Wanted to hear how this is for other males?? It always seems to be once we inter into a sexual dry spell there never is a reason for it. Meaning= Hey love what's going on with us?? Oh nothing is going on. Or this answer I love. She say's She's going thur something, So I ask what are you going thur, What is it maybe I can help ?? And She tells me again , Am going thur something But I don't know what it is. So we get no were. This I don't understand. Is she hiding the truth from me. Or can a female really be having issues about being intimate with her lover and not know where she coming from?? So in the mean time the conversation goes on the back burner.???


----------



## EllisRedding (Apr 10, 2015)

Kind of sounds like she is blowing you off with her answer, or ... she may feel very uncomfortable talking about sex which is why you get vague responses.

Does she understand that whatever she is going through is in fact having a negative impact on you as well, and that without being able to explain to you what she is going through, it has you questioning whether you are the issue?


----------



## SimplyAmorous (Nov 25, 2009)

I would ask if you are an easy person to Open Up to...approachable... a good listener.. showing understanding when she has *any sort of issue*?? This can make a world of difference in effective communication... 

I am guessing she is well aware that you want MORE from her...but she is low drive, not wanting it as much ...maybe she feels there is not much else to say.. if she really laid it out there, what she is REALLY THINKING... it would only start a fight.. and hard feelings...

Possible?... Is there any built up resentment in the marriage (could be over anything)..... how often are you having sex? Does she get hers - meaning orgasming?


----------



## Rowan (Apr 3, 2012)

SimplyAmorous said:


> I would ask if you are an easy person to Open Up to...approachable... a good listener.. showing understanding when she has *any sort of issue*?? This can make a world of difference in effective communication...
> 
> I am guessing she is well aware that you want MORE from her...but she is low drive, not wanting it as much ...maybe she feels there is not much else to say.. if she really laid it out there, what she is REALLY THINKING... it would only start a fight.. and hard feelings...



This is very possible. If you've reacted negatively to her concerns/complaints/suggestions in the past - about anything, not just about sex - she may feel there's no sense in saying something that's going to hurt your feelings and start an argument. How well would you respond - honestly - if she said the problem is something to do with you? Imagine if she says that thing you really love to do is a real turn-off, or that she doesn't feel emotionally connected to you and needs that, or she says the sex isn't good for her, or that she's just not attracted to you because of some personal habit or that 20 pounds you've gained? Would you be likely to respond to that positively? Would it start a conversation or a fight?
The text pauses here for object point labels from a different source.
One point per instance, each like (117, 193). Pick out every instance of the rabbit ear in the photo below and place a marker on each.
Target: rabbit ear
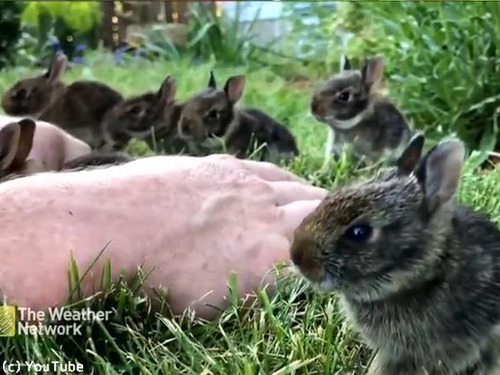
(16, 140)
(167, 91)
(25, 144)
(57, 68)
(347, 64)
(439, 172)
(211, 82)
(234, 88)
(411, 155)
(372, 71)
Also, what was the last thing your wife complained to you about? What did you do about it? If you haven't previously been responsive and made changes that she's requested - again, this isn't limited to sex - in order to better meet her expressed needs, then she may simply not believe there's any point in bringing issues up. Do you know what her top 2-3 emotional needs are, and are you meeting them consistently?


----------



## ConanHub (Aug 9, 2013)

Of course there is a reason.

She just isn't telling you.

Finding out why is important.
_Posted via Mobile Device_


----------



## bandit.45 (Feb 8, 2012)

Are you married to her or just dating? If you are dating, dump her and move on to the next candidate. If you are married, you're toast.


----------